How to prevent arbitrary client apps from using anonymous web API?

You can't prevent people from copying your client code or replaying network traffic.

Thanks to the same origin policy, other web apps can't access your API from the client. They will have to proxy their requests via the server, meaning these requests will come from a handful of easily identified IP addresses, which you can temporarily blacklist.

As for desktop and mobile apps, there's not much you can do. My advice is to not worry about them until they're a problem.

That said, it doesn't hurt to be prepared. If you want to avoid expensive legal battles, one thing you can do is change your API method signatures from time to time. Leaching apps can be fixed, but their reputation will steadily decline.


Without an API key or some form of authorisation, you will be fighting a losing battle trying to keep unauthorised clients off your service.

You can sniff multiple things, but hard truth is most are easily forged.
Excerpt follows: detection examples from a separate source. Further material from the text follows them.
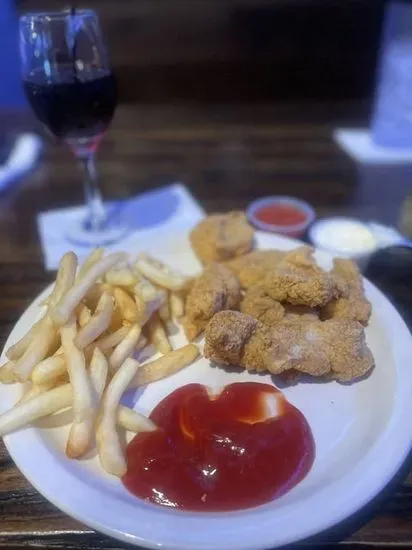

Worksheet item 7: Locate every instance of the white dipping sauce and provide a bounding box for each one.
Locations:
[310,218,378,256]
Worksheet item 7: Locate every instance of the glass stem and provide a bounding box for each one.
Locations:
[79,153,107,232]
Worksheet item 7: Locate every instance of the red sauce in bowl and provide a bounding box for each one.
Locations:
[123,382,315,511]
[254,203,308,226]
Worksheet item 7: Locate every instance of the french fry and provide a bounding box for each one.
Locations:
[6,319,43,361]
[169,292,185,319]
[134,254,190,290]
[17,372,68,405]
[159,292,170,323]
[96,358,139,477]
[76,248,104,281]
[51,252,127,326]
[89,348,109,404]
[75,303,92,327]
[146,312,172,353]
[0,383,156,437]
[129,344,199,389]
[83,283,114,311]
[113,287,137,323]
[0,361,17,384]
[109,325,142,373]
[95,325,130,352]
[60,316,95,458]
[31,354,67,386]
[105,267,136,288]
[74,293,114,349]
[47,252,77,311]
[14,315,57,382]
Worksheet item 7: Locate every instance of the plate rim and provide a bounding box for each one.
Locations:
[2,232,412,550]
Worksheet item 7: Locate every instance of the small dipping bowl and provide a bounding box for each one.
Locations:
[308,217,379,269]
[246,196,316,237]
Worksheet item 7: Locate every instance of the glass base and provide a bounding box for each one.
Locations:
[66,221,128,247]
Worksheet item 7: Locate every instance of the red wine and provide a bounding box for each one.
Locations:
[24,71,117,140]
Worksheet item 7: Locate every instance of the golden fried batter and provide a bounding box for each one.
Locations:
[262,246,346,307]
[283,304,319,323]
[240,285,319,327]
[240,285,285,327]
[205,311,373,382]
[182,264,241,340]
[190,212,254,264]
[225,250,286,288]
[322,259,372,326]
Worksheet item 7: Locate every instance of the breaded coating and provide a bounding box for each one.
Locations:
[317,319,374,382]
[262,246,346,307]
[204,311,273,372]
[240,285,319,327]
[240,285,285,327]
[225,250,286,288]
[283,304,319,323]
[205,311,373,382]
[182,264,241,340]
[189,212,254,264]
[321,259,372,326]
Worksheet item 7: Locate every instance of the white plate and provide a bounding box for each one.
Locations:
[0,234,412,550]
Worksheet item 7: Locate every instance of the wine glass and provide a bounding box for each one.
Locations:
[20,10,126,245]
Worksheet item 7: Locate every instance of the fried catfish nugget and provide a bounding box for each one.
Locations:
[240,285,285,327]
[262,246,347,308]
[240,284,319,327]
[189,212,254,264]
[322,259,372,326]
[182,264,241,340]
[205,311,374,382]
[225,250,286,288]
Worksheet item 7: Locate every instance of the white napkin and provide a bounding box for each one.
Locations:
[333,128,412,164]
[37,183,204,270]
[0,133,42,191]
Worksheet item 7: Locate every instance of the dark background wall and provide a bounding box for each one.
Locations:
[18,0,385,102]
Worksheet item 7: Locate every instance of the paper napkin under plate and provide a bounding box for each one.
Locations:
[37,183,204,270]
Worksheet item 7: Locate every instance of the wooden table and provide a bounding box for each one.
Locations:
[0,104,412,550]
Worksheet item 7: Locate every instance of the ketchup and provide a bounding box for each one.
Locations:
[255,203,307,226]
[123,382,315,511]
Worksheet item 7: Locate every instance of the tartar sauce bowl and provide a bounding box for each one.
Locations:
[308,217,379,269]
[246,196,316,237]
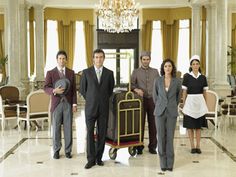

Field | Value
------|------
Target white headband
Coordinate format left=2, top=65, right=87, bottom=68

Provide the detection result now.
left=189, top=55, right=200, bottom=63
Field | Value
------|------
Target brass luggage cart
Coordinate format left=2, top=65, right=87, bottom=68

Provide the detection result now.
left=106, top=53, right=143, bottom=160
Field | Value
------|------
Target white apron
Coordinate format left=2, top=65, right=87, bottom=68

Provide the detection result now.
left=183, top=94, right=208, bottom=119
Do you control the other web service? Also, if your web app (http://example.com/) accesses the API (http://api.example.com/) via XHR or JSONP, could you proxy the data on your server by using a library such as cURL to get the data, and then make it available on your site. You could then control the access to it any way you see fit.


Authentication doesn't prevent abuse of your API's either. As long as the client can correctly authenticate with your system, he can use any client he / she chooses. Only the case where the client and the server are both secure and the connection is secure can you avoid abuse.

If the problem is abuse, then a simple throttling solution may be adequate.


If your client has code that is hidden from snoopers, could you not do as you suggested, use salts, ip address and time based values, encrypt them and then do the same on the server end? This is basically what mod_auth_tkt does, and it works well. Or would that constitute authentication?